Optimistic locking as a superset to insert/update:
What I already had in mind:
- update only a specific version of the document by specifying it's exact version: version=12345
- add a document only if it doesn't already exist (i.e. insert): version=-1
- add a document regardless: don't specify a version
I still need a little time to evaluate to what extend version can be used.
So now that I look at it again, it looks like what's missing is your "UPDATE" semantics which would only replace the record if it already existed (a weaker form of the first case... any positive version is OK). But I really wonder how useful those semantics are (only add a doc if it's overwriting an existing doc, regardless of what version or what data it contains?)
If there are usecases, we certainly should be able to do it.

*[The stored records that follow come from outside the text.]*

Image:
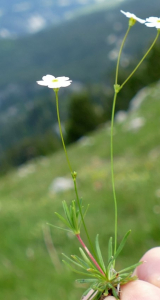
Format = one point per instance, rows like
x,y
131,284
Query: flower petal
x,y
62,78
151,24
152,19
48,78
42,83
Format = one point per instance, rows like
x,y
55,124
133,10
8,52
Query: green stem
x,y
90,255
82,218
112,171
120,52
112,126
60,129
155,40
72,173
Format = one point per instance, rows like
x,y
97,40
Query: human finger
x,y
139,290
150,270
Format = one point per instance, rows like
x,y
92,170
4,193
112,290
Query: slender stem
x,y
155,40
119,55
82,218
60,129
72,173
111,145
89,254
112,171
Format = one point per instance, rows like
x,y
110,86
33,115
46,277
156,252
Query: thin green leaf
x,y
81,261
74,270
95,271
75,221
121,244
80,223
86,292
110,254
99,254
67,213
60,228
63,220
131,267
71,260
89,280
97,296
86,259
91,295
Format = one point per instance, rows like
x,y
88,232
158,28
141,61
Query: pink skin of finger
x,y
147,287
150,270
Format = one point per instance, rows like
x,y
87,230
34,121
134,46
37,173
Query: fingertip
x,y
150,270
139,290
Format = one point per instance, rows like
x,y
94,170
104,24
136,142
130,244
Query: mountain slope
x,y
85,49
27,202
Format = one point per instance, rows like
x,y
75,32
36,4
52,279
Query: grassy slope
x,y
26,205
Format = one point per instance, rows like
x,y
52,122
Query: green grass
x,y
26,205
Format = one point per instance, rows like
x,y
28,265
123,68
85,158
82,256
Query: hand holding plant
x,y
100,273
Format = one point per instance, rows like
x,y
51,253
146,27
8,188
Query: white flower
x,y
54,82
133,17
153,22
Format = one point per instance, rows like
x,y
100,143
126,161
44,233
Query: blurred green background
x,y
34,172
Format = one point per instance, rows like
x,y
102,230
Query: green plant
x,y
103,277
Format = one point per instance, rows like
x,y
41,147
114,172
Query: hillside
x,y
27,202
84,48
27,17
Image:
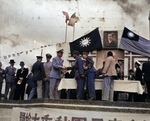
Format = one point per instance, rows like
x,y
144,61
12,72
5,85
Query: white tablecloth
x,y
119,85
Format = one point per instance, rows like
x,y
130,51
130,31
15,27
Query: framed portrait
x,y
110,40
119,58
102,55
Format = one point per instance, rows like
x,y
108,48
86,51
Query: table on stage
x,y
119,85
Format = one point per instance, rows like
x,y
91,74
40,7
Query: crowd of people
x,y
44,78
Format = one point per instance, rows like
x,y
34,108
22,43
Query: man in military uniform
x,y
47,67
21,82
10,79
38,77
55,75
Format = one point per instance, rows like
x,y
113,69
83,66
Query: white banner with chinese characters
x,y
50,114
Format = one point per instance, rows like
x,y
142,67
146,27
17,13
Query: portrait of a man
x,y
110,39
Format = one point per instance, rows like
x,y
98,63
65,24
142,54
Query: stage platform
x,y
140,108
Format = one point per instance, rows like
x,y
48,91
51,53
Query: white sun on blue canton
x,y
130,34
85,42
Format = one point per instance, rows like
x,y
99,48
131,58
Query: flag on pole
x,y
73,20
134,43
67,16
88,42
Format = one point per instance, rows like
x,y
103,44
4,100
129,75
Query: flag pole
x,y
41,52
73,31
66,33
149,24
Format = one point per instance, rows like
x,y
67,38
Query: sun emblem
x,y
130,34
85,42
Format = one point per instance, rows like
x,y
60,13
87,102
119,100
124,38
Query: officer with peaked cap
x,y
47,67
20,82
38,77
55,75
10,79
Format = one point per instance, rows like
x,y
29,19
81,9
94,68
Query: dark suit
x,y
10,81
80,81
55,77
91,71
2,76
146,71
38,76
138,74
20,88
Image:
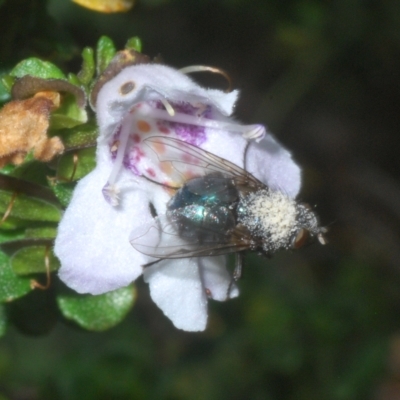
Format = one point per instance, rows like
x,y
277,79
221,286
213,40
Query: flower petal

The only-insert-if-not-exists is needed by us. The only-update-if-exists is mostly for consistency with what we know from RDBMS. Basically simulating what happens when you do the following in SQL and you have unique-constraint on id column. 1) will fail with a unique-key constraint error if document already exists and 2) will not create the row/doc if it does not already exist.
1) INSERT INTO docs (id, column2, column3,...) VALUES (id-value, value2, value3,...)

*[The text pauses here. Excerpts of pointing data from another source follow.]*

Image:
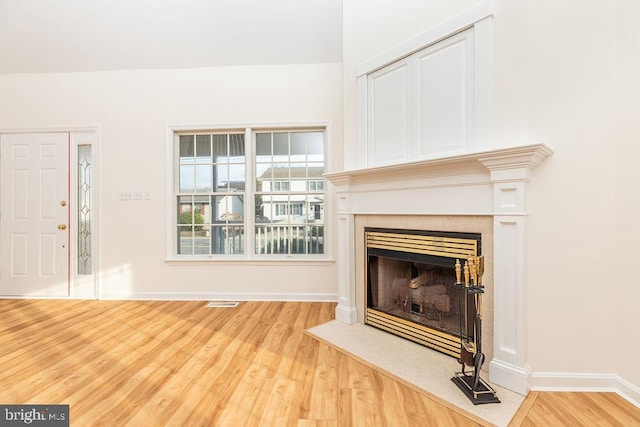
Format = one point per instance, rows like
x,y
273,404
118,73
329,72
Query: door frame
x,y
81,286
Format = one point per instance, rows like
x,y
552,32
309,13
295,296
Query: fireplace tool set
x,y
470,293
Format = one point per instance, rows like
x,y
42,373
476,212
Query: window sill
x,y
247,261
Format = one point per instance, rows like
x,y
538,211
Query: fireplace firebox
x,y
411,292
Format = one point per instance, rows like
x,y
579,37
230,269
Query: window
x,y
316,185
268,203
280,185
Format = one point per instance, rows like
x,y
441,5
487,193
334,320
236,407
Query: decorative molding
x,y
510,158
453,25
491,182
221,296
511,377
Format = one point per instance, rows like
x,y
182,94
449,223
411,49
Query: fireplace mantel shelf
x,y
524,156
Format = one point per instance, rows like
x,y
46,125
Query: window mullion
x,y
249,205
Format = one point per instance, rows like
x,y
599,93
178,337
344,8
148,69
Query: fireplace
x,y
410,289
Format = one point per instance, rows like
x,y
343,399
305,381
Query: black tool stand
x,y
474,387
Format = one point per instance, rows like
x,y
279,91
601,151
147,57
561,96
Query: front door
x,y
34,214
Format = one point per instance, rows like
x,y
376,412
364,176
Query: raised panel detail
x,y
19,247
19,205
48,199
48,254
388,110
443,99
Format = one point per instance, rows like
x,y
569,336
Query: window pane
x,y
222,177
203,178
236,148
185,240
203,148
84,210
315,144
289,199
202,210
187,178
227,239
299,144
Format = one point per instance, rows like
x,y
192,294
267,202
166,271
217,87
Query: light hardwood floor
x,y
160,363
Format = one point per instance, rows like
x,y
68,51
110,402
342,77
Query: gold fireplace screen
x,y
417,295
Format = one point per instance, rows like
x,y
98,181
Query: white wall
x,y
133,110
563,75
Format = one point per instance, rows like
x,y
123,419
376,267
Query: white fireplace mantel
x,y
489,183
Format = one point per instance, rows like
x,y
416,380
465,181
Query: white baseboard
x,y
511,377
585,382
222,296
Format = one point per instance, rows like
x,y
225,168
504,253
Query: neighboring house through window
x,y
269,203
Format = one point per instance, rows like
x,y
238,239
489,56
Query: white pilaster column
x,y
345,255
510,174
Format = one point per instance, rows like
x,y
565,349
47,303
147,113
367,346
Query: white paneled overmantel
x,y
430,95
483,183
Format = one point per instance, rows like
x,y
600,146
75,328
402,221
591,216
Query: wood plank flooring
x,y
161,363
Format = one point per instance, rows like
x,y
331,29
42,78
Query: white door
x,y
34,214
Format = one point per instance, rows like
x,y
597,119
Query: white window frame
x,y
172,258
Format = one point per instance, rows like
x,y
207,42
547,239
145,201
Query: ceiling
x,y
48,36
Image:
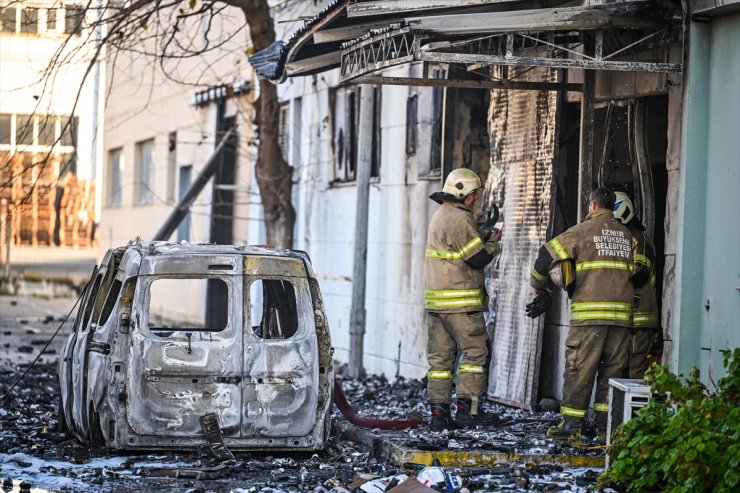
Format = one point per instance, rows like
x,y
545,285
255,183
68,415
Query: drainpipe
x,y
359,275
585,158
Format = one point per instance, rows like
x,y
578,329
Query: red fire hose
x,y
385,424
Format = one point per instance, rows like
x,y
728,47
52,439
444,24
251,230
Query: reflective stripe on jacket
x,y
603,251
450,285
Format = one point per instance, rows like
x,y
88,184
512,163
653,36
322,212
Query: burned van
x,y
167,334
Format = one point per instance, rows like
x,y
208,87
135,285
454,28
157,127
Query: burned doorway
x,y
629,154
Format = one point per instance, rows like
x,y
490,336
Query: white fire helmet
x,y
461,182
624,211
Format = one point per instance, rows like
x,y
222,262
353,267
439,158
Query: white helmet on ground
x,y
624,211
461,182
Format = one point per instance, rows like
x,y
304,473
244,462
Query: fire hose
x,y
385,424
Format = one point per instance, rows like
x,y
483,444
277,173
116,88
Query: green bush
x,y
687,442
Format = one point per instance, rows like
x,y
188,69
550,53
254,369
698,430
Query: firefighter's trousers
x,y
450,333
593,351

2) UPDATE docs SET column2=value2, column3=value3, ... WHERE id=id-value
RDBMS people are used to a update operation that does no create a row/document if it has already been deleted. I will consider not making that feature - it is only there to give a consistent experince compared to what you are used to using RDBMS's, and actually seen from a distant perspective I think it is not logical with an "update"-operation that creates stuff if it does not exist (it is simple not logical from the word "update")

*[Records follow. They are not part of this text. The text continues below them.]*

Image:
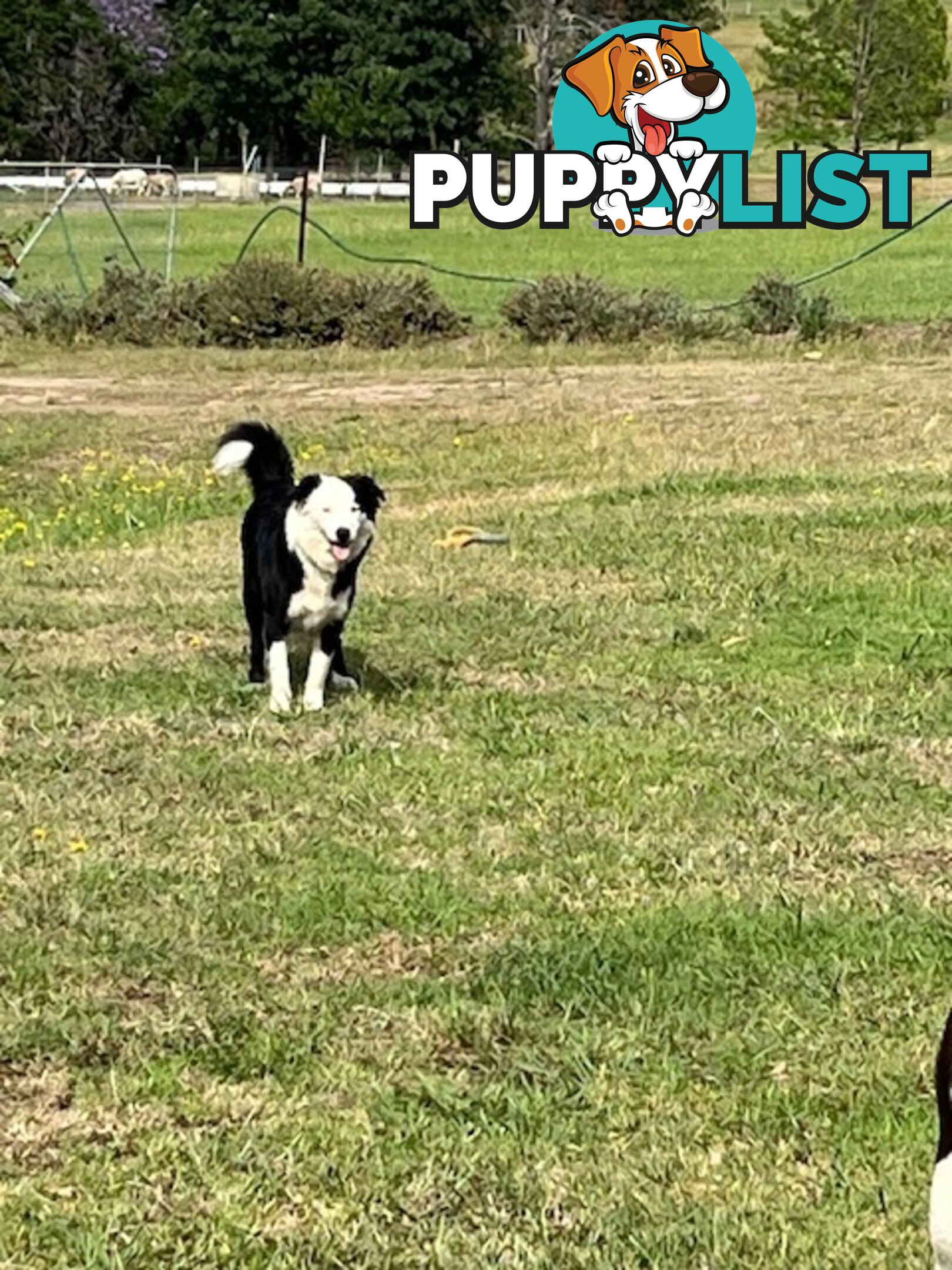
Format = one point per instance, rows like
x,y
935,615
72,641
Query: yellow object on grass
x,y
467,535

Right now I believe the solution will be that you will have the following URL-extentions
a) .../solr/.../update, the one already existing in Solr with unchanged semantics
b) .../solr/.../database/update, that updates if document already exists and does nothing if it does not already exists. And when versioning is activated (SOLR-3178) only updates if correct version is given - give VersionConflict error if document exists but version is not correct.
c) .../solr/.../database/insert, that creates a new document if document does not already exist. Fails with DocumentAlreadyExists error if document already exists.
The you can keep using Solr exactly as you are used to, and you can start using the new "database semantics" features if you want that. I might create a optinal config for DirectUpdateHandler2 where you can deactivate the stuff behind a). This can be used when you dont trust clients to use a) correctly in a setup where you want to ensure consistency under high concurrent load.
As far as what _version_ is, it's new and used for solrcloud to handle reorders of updates to replicas (among other things).
The leader shard decides what the version of a document should be (versions only increase), and forwards the doc with the version to the replicas.
If a replica receives the same doc with a lower version, it knows that it can safely drop it because it already has a newer version.
Cool. I understand a little better now. So no (Wiki) documentation written yet?